A. The Minhag not to eat bitter or sour foods as a Siman or symbol for a sweet new year, goes back to the time of the Geonim. (Tshuvos Hageonim 114 - Chida in Tov Ain 18,91). Mishnah Berurah (583,5) mentions only not to eat foods cooked with vinegar. Chida (More Baetzvah 9,254) includes lemons too.
Many Poiskim differentiate between things sour or bitter (vinegar, chrein) and sharp tasting foods (pepper, onions, charif or jalapenos), permitting the latter as they are mainly condiments and make the food taste better (Bikurey Chaim 20,3, quoting R.N. Gestetner Shlit'a - Kovetz Minhogei Isroel 5, p.135).

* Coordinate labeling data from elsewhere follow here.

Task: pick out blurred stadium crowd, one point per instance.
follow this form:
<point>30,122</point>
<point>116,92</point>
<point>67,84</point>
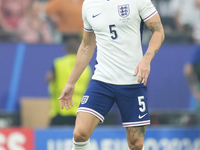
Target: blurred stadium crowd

Rav Yisroel Dovid Harpenes in Mikdash Israel (Yomim Noroim 111) permits sweet lemon tasting soft drinks or tea with lemon and sugar, as they convey the positive idea of a sour or acid taste being changed into sweet, similar to the salt in the chala being transformed by dipping it into honey. By the same token, he sanctions eating salads with dressing that has a bit of vinegar; he also permits grapefruit with sugar and prepared sweetened chrein (ibid. 110, 112, and 113). He quotes Horav M. Feinstein ZT"L as saying (on eating fish with chrein) that its good taste symbolizes a "geshmak'n yohr", a good tasting year. (Some attribute this saying To Rav Gifter ZT"L)
Horav Shlomo Miller's Shlit"a opinion is similar, however he disagrees about chrein and recommends not to eat it, as its bitter taste dominates, and it is also used as Moror or bitter herbs on Seider night. (see question 115).